Deploy with SGLangApp

You can also deploy the sharded model to a SGLang app:

        
    
import os
from flytekit.extras.accelerators import GPUAccelerator
from union import Artifact, Resources
from union.app.llm import SGLangApp

# Reference the sharded model artifact
LLMArtifact = Artifact(name="llama-3-3-70b-instruct-sharded")
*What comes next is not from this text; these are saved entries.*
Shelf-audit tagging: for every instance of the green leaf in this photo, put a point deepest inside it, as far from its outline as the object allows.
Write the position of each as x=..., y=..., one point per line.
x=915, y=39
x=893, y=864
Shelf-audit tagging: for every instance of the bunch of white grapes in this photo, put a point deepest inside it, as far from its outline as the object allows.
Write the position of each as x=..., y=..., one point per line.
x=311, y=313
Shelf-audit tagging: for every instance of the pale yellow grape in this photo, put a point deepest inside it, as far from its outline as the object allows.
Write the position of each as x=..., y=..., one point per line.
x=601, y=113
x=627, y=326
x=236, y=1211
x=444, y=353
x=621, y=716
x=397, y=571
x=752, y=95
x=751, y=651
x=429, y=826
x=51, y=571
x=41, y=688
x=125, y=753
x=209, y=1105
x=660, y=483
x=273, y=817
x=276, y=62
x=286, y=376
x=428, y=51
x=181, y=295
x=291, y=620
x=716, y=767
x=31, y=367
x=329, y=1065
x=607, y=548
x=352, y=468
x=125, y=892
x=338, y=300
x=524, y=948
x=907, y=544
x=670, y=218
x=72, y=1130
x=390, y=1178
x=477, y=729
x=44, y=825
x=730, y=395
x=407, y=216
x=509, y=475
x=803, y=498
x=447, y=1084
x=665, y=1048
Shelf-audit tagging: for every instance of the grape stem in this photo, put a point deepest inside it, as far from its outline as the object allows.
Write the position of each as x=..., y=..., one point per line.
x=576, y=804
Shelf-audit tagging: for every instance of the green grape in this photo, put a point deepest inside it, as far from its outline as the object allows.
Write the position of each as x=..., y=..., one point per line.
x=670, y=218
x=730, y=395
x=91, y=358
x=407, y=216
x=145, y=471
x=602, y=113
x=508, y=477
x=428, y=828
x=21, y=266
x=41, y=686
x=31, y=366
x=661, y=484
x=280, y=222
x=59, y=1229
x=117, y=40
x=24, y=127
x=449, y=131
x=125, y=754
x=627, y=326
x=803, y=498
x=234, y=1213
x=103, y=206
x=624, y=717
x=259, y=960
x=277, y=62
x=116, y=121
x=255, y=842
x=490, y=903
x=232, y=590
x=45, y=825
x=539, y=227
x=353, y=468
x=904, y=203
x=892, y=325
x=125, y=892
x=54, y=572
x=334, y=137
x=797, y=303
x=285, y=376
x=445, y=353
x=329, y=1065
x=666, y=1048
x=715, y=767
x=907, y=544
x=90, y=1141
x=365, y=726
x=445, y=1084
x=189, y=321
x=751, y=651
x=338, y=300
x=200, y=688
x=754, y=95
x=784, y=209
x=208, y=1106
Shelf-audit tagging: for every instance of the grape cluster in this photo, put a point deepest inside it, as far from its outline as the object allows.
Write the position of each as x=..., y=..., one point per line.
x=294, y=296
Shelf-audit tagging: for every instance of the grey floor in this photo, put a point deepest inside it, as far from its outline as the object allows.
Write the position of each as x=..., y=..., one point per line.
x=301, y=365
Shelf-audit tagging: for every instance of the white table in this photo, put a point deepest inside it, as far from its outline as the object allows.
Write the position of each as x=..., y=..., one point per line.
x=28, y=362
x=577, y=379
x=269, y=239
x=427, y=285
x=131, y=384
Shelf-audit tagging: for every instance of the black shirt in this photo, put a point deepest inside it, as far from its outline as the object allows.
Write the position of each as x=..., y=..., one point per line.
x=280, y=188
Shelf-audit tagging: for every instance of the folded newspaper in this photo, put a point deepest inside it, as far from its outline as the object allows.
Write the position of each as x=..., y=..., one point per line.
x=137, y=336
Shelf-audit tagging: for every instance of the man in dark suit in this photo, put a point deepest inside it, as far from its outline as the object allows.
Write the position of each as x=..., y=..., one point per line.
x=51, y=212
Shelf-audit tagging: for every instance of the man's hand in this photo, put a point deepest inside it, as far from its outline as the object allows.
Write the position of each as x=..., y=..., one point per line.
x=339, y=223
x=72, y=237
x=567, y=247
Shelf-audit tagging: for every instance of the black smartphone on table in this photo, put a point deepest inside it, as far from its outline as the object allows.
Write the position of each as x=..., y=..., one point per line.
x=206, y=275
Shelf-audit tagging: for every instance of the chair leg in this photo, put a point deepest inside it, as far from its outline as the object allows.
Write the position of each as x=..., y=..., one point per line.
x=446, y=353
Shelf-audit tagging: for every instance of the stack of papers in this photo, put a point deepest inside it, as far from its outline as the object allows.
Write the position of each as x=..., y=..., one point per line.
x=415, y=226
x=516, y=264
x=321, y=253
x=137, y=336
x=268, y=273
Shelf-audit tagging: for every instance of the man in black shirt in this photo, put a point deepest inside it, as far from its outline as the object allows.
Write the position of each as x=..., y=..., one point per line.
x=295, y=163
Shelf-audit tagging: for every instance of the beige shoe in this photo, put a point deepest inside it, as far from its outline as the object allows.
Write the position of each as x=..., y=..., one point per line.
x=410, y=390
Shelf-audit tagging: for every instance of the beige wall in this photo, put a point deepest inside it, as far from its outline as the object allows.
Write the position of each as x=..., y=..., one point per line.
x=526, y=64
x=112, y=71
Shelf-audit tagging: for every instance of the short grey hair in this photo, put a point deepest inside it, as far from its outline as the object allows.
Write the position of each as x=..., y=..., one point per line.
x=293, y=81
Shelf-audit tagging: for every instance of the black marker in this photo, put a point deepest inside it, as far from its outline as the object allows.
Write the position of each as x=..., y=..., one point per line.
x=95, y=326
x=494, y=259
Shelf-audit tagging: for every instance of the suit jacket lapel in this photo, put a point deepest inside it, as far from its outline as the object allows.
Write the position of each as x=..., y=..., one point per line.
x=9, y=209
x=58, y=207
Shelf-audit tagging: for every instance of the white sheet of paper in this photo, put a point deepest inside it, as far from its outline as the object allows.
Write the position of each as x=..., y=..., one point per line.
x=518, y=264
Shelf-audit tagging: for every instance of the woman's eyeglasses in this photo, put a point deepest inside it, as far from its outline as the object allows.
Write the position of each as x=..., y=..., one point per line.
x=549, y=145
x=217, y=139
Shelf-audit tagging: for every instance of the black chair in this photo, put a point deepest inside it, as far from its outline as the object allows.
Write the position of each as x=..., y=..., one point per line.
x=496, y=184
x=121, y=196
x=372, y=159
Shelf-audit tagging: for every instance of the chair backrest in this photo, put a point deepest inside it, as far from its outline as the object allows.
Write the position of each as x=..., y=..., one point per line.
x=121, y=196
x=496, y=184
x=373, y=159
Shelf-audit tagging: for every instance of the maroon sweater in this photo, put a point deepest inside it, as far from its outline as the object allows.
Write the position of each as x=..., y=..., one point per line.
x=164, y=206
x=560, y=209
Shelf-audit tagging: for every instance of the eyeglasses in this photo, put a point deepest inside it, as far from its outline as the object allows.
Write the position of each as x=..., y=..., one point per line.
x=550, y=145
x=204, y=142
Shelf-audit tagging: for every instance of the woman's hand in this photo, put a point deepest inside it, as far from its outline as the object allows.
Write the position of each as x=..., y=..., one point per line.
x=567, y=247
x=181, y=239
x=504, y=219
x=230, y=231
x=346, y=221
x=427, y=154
# Deploy sharded model with SGLang
sglang_app = SGLangApp(
    name="sglang-app-sharded",
    requests=Resources(
        cpu="36",
        mem="300Gi",
        gpu="4",
        ephemeral_storage="300Gi",
    ),
    accelerator=GPUAccelerator("nvidia-l40s"),
    model=LLMArtifact.query(),
    model_id="llama3",

    # Additional arguments to pass into the SGLang engine:
    # See https://docs.sglang.ai/backend/server_arguments.html for details.
    extra_args=[
        "--tensor-parallel-size", "4",
        "--mem-fraction-static", "0.8",
    ],
    env={
        "NCCL_DEBUG": "INFO",
        "CUDA_LAUNCH_BLOCKING": "1",
    },
    shared_memory=True,
    scaledown_after=300,
    stream_model=True,
    port=8084,
    requires_auth=False,
)

Then deploy the app:

union deploy apps sglang_app_sharded.py sglang-app-sharded-optimized

Performance Tuning

You can refer to the corresponding documentation for vLLM and SGLang for more information on how to tune the performance of your app.

vLLM: see the optimization and tuning and engine arguments pages to learn about how to tune the performance of your app. You can also look at the distributed inference and serving page to learn more about distributed inference.
SGLang: see the environment variables and server arguments pages to learn about all of the available serving options in SGLang.